Les gérants sont les premiers bénéficiaires, mais aussi les premières victimes de ce lissage, qui ne pousse pas à la recherche d'une trop grande surperformance puisqu'elle ne sera jamais rémunérée à la hauteur des attentes.

« Interviewé 3 » fait également le constat que l’équipe de gestion a pris plus d’importance qu’auparavant puisque l’organisation « permet aussi la diminution du poids de l’individu en faveur du poids de l’équipe ». Chez « Interviewé 3 », le phénomène de starisation est également combattu :

[…] sur des activités plus spécialisées (comme, par exemple, les stratégies devant délivrer de la performance absolue, sans référence associée) des contrôles ad hoc sont mis en place. Il s’agit généralement des contrôles qualitatifs qui sont plus coûteux. Ceci dit, l’organisation vise au maximum l’élimination de ces activités qui obligent la société de gestion à dépendre d’un nombre limité de spécialistes [important coût du contrôle, starisation, augmentation du risque d’image]

Cela rejoint le point de Méric (2011) pour lesquels les experts, créatifs, « sont une source majeure de risque opérationnel ». On retrouve cette volonté de prudence chez « Compagnie A » ainsi que le relate « Interviewé 1 » :

[…] la tentation existe alors d’éliminer tous les risques : « Compagnie A » est régulièrement tentée de restreindre son champ d’action afin de réduire la menace de s’engager dans une activité possiblement frauduleuse. La lutte contre l’éventuelle fraude devient alors un prétexte pour la non-décision, l’inaction.

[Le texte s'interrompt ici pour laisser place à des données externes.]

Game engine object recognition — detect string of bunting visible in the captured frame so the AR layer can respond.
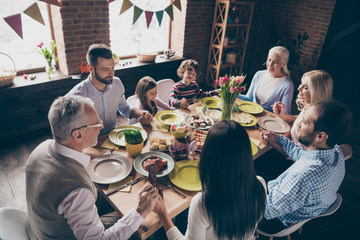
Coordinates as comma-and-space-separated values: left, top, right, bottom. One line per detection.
2, 0, 62, 39
110, 0, 182, 28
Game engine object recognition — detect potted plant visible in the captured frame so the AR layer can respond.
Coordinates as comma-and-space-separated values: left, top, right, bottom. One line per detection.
124, 129, 144, 157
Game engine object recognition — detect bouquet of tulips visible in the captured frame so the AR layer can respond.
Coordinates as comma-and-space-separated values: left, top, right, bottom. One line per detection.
215, 75, 246, 120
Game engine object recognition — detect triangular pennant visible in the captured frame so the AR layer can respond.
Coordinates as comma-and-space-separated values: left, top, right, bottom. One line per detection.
155, 11, 164, 26
24, 3, 45, 26
39, 0, 63, 7
120, 0, 133, 15
165, 4, 173, 20
133, 6, 143, 24
3, 14, 23, 38
145, 11, 154, 28
107, 0, 116, 3
173, 0, 182, 12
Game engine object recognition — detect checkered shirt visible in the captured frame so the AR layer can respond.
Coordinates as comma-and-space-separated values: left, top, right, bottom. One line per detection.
265, 135, 345, 226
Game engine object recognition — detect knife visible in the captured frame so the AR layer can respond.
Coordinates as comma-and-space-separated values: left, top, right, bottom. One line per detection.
159, 180, 186, 199
105, 177, 143, 196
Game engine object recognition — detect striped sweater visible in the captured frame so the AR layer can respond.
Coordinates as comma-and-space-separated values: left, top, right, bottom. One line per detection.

Si, pour les sociétés de gestion de portefeuilles les choses paraissent aller dans le sens d’une meilleure prise en compte de ce phénomène de starisation, il en va tout autrement chez le broker. « Interviewé 2 » déplore que le phénomène de starisation n’ait pas évolué. Le modèle économique de la société d’intermédiation étant basé sur une multiplication des clients, la star n’est pas l’opérateur, mais le chargé de clientèle qui est élevé au rang d’idole :

On reste dans “l'idolâtrie” du chargé de clientèle, les autres éléments de la chaîne sont beaucoup moins bien considérés.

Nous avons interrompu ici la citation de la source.